De bodem is het buitenste deel van de aarde. Het materiaal waaruit de bodem bestaat (het moedermateriaal of uitgangsmateriaal) is in ons land grotendeels van elders aangevoerd, o.a. door de wind (löss, dekzand, stuifzand, duinzand), de rivieren (rivierklei en –zand), de zee (zeeklei en –zand) en door het landijs (smeltwaterafzettingen, keileem), soms is het ter plaatse ontstaan (veen).
https://broprogramma.github.io/SGM/media/landschap_profiel.jpg
Figuur 3 Drie bodemeenheden in hun landschappelijk verband.
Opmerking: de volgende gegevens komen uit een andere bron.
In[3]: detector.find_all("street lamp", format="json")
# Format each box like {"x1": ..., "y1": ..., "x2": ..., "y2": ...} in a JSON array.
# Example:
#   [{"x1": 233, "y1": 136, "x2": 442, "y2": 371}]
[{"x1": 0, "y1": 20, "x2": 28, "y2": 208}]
De eenheden op de rug, op de helling en in het dal zijn verschillend. Elke eenheid (I, II en III) wordt op de bodemkaart onderscheiden met een eigen code en kleur. Onder het diagram een schematische voorstelling van de bodemprofielen van de drie eenheden.
Door veranderingen in de sedimentatie vertoont het moedermateriaal vaak een zekere gelaagdheid. Onder invloed van uitwendige omstandigheden treedt bodemvorming op, waarbij veranderingen in het moedermateriaal ontstaan door omzetting, uitspoeling en ophoping van minerale en organische stoffen . Elke grond heeft dus als gevolg van de afzetting en van de bodemvorming een opeenvolging van min of meer horizontale lagen, die verschillen in samenstelling en eigenschappen. Deze lagen heten horizonten. Samenstelling, dikte en opeenvolging van horizonten –het bodemprofiel- verschillen per grond. Gronden met een ongeveer gelijk bodemprofiel beschouwt men als een eenheid [Simonson1968]. Bij de bodemkartering stelt men door boringen de bodemeenheden vast en bepaalt op basis van overeenkomsten en verschillen tussen (groepen van) bodemprofielen de grenzen van die eenheden. Verschillen in bodemgesteldheid en landschap gaan vaak samen, omdat beide zijn ontstaan onder invloed van dezelfde uitwendige omstandigheden (figuur 3). Dit is bij de bodemkartering van groot belang, omdat het daardoor mogelijk is met betrekkelijk weinig boringen de grenzen tussen de verschillende gronden op te sporen en in kaart te brengen [Schelling-etal1975].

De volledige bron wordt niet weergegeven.